How obleth and Aibrix compose: obleth owns identity and admission, Aibrix owns pod routing. Neither duplicates the other.

Aibrix is an open-source inference gateway that handles replica selection for vLLM clusters: routing requests to the least-loaded pod, power-of-two choices, prefix-cache affinity, throughput-weighted routing. It is excellent at this.

Aibrix deliberately does not handle multi-tenant identity, API key authentication, weighted fairshare admission, or cost accounting. obleth deliberately does not handle replica selection. They compose cleanly.

Division of responsibility

Client
  ↓ HTTPS
HAProxy  (TLS + round-robin across obleth pods)
  ↓ HTTP
obleth  ←── owns this layer:
  • API key auth + tenant resolution
  • Weighted fairshare admission
  • Token budget enforcement
  • Brownout policy
  • Response cache
  • MCP gateway
  • Cost accounting + telemetry
  ↓ HTTP (OpenAI-compatible)
Aibrix  ←── owns this layer:
  • Pod/replica selection
  • KV-cache affinity routing
  • Prefix-cache routing
  • Per-model RPS routing
  • Least-loaded replica
  ↓ HTTP
vLLM replicas

obleth decides who sends and at what priority. Aibrix decides which pod serves it.

Connecting obleth to Aibrix

Point OBLETH_UPSTREAM_BASE_URL at your Aibrix gateway endpoint:

OBLETH_UPSTREAM_BASE_URL=http://aibrix-gateway:8080/v1

obleth proxies the OpenAI-compatible request to Aibrix.

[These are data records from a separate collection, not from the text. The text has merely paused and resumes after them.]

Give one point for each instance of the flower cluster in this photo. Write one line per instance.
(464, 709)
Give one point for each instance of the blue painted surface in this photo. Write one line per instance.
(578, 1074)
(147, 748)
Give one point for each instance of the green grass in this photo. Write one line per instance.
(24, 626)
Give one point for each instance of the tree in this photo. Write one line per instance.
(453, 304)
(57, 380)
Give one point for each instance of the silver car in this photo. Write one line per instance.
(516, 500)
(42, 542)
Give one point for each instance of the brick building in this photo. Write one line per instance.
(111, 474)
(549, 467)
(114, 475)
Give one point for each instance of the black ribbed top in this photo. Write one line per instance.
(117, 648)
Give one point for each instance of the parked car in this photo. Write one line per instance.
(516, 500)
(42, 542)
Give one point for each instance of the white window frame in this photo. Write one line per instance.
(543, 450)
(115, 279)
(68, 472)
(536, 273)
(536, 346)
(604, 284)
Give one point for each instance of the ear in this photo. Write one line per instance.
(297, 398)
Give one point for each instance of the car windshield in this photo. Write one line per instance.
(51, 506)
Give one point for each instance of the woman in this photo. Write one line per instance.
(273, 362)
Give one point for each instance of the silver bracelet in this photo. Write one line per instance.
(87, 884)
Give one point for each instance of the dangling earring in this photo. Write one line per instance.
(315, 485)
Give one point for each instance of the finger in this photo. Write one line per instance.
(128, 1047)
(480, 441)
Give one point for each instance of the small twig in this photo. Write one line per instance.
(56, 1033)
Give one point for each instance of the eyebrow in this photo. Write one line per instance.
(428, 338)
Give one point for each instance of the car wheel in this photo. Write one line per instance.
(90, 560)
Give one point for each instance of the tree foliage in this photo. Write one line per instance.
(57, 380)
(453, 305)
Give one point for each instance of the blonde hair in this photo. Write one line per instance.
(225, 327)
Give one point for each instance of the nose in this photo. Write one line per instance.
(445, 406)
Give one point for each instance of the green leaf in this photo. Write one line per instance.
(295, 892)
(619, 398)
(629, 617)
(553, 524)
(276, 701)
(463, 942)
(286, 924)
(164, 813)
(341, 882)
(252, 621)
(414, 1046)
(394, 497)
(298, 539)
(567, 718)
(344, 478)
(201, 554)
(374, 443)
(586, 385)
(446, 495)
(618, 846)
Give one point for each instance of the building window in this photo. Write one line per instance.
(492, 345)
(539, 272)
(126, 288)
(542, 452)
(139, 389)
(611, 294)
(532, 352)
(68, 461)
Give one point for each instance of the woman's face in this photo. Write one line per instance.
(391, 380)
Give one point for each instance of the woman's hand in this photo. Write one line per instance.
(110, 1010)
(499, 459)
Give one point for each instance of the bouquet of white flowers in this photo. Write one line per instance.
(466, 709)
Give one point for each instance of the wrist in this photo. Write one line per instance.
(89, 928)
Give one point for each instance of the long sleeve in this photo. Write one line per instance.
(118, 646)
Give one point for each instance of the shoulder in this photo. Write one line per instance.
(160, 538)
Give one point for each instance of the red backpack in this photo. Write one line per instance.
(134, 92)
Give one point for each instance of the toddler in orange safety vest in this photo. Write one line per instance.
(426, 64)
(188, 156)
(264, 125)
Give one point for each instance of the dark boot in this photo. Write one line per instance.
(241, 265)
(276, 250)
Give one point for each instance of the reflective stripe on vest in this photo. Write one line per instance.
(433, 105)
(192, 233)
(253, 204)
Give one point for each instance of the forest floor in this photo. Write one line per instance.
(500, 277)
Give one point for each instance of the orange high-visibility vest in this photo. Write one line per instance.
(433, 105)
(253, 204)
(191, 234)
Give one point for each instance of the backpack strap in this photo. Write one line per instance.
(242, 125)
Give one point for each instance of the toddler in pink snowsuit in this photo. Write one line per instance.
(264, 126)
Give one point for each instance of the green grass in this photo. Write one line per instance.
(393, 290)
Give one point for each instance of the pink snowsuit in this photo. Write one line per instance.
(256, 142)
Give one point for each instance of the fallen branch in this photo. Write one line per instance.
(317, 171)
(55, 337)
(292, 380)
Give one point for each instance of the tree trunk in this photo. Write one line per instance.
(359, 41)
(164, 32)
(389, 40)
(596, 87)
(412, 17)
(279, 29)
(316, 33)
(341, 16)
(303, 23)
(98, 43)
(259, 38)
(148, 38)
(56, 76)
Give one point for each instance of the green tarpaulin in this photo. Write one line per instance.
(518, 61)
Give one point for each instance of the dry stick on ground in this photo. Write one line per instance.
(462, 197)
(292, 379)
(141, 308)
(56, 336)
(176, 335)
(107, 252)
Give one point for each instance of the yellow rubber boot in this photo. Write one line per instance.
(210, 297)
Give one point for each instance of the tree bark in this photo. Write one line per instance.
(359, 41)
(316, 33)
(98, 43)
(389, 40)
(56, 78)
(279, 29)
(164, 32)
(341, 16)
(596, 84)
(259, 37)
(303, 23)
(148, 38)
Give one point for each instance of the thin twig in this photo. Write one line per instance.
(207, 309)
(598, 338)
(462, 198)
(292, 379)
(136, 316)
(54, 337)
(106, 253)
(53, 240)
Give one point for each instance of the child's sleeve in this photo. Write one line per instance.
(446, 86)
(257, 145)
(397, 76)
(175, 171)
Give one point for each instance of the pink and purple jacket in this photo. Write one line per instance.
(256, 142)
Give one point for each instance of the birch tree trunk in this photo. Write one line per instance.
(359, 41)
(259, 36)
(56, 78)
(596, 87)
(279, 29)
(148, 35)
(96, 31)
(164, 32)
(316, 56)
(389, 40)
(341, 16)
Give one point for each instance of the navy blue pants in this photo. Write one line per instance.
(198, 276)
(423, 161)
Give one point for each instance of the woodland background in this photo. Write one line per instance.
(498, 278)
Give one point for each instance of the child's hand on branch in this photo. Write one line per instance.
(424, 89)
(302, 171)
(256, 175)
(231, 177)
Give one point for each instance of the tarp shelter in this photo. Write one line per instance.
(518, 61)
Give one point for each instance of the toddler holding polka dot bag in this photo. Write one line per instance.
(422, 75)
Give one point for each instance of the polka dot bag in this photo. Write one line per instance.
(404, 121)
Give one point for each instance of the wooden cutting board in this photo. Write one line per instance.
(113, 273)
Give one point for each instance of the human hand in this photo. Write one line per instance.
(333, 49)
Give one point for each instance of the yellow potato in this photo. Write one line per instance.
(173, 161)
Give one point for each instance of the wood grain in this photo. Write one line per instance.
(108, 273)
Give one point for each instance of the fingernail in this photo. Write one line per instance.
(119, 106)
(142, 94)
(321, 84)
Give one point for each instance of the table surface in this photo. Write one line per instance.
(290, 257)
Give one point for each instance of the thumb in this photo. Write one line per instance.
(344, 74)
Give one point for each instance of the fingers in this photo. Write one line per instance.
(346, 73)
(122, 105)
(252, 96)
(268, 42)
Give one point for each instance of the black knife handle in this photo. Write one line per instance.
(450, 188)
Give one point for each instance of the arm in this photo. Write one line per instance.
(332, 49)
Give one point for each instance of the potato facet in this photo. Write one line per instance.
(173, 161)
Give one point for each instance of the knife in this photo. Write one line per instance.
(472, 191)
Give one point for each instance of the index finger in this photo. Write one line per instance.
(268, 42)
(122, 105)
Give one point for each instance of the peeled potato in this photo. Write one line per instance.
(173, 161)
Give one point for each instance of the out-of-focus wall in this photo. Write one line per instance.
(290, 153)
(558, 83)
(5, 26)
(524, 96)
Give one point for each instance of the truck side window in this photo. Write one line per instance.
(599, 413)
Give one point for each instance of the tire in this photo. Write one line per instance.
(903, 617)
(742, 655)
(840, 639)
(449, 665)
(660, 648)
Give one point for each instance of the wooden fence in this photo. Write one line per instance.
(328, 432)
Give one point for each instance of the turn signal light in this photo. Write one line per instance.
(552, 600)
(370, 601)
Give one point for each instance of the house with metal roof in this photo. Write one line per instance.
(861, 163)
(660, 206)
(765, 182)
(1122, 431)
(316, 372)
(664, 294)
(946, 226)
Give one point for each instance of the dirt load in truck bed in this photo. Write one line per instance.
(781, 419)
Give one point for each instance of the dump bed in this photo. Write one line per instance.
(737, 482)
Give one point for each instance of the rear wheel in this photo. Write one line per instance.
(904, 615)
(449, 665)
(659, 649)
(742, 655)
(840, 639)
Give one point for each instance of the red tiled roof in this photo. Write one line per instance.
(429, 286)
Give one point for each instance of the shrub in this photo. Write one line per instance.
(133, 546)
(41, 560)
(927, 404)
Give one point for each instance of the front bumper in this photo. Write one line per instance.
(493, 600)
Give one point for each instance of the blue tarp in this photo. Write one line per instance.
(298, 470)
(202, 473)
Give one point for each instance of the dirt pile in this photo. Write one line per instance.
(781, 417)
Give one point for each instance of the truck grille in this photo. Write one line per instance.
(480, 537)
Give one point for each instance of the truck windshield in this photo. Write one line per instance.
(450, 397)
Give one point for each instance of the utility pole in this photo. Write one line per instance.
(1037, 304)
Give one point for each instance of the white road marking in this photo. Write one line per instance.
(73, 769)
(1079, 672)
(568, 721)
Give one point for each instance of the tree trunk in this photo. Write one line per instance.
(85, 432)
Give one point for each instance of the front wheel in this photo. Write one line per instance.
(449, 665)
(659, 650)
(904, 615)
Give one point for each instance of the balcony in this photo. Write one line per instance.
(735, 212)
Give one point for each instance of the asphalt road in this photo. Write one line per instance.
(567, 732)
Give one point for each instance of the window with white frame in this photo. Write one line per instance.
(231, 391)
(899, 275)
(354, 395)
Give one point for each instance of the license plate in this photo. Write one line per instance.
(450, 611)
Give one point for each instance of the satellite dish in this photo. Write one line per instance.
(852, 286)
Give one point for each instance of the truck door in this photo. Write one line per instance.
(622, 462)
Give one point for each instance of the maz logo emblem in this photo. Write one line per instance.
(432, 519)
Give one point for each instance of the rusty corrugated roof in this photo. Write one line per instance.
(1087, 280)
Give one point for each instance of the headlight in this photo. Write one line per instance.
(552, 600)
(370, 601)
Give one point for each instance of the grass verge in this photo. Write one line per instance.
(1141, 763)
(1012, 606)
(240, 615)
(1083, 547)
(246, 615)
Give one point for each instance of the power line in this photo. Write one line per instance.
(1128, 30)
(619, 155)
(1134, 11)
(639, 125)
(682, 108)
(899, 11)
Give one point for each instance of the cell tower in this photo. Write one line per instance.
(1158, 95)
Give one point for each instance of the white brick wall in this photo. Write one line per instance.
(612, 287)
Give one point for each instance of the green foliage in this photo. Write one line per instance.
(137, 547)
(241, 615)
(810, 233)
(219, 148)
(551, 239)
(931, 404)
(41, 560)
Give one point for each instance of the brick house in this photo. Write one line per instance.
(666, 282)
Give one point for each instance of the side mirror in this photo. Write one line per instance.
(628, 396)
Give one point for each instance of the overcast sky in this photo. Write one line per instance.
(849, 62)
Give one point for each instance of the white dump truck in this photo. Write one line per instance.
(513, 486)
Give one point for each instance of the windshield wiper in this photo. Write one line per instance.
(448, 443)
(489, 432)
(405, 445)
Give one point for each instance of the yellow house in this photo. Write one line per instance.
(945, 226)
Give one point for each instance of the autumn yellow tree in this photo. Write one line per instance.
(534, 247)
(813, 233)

Aibrix sees a normal inference request (the Authorization header is forwarded as-is, or overridden with the model's api_key if configured in obleth's model registry).

For per-model upstream overrides, use the model registry:

curl -X POST http://localhost:9090/api/v1/models \
  -H "Authorization: Bearer $TOKEN" \
  -H "Content-Type: application/json" \
  -d '{
    "model_name": "llama-3-70b",
    "upstream_model": "llama-3-70b-instruct",
    "api_base": "http://aibrix-gateway:8080",
    "input_cost_per_token": 0.0000005,
    "output_cost_per_token": 0.0000015,
    "context_window": 131072,
    "enabled": true
  }'

Model admission weights

Models have an admission_weight multiplier (default 1) that is applied on top of the tenant's weight during fairshare admission:

effective_weight = tenant.weight * model.admission_weight

This lets you make expensive models require proportionally more fairshare credit. For example, a 70B model with admission_weight=4 means a tenant needs 4× more fairshare capacity to run requests against it compared to a 7B model with admission_weight=1.

Without Aibrix

obleth works with any OpenAI-compatible upstream. Point OBLETH_UPSTREAM_BASE_URL at:

  • A raw vLLM service
  • LiteLLM (provider abstraction without fairshare)
  • Any other compatible API
  • The bundled mock backend (for dev/demo)

Aibrix is the recommended pairing for self-hosted GPU clusters, not a hard dependency.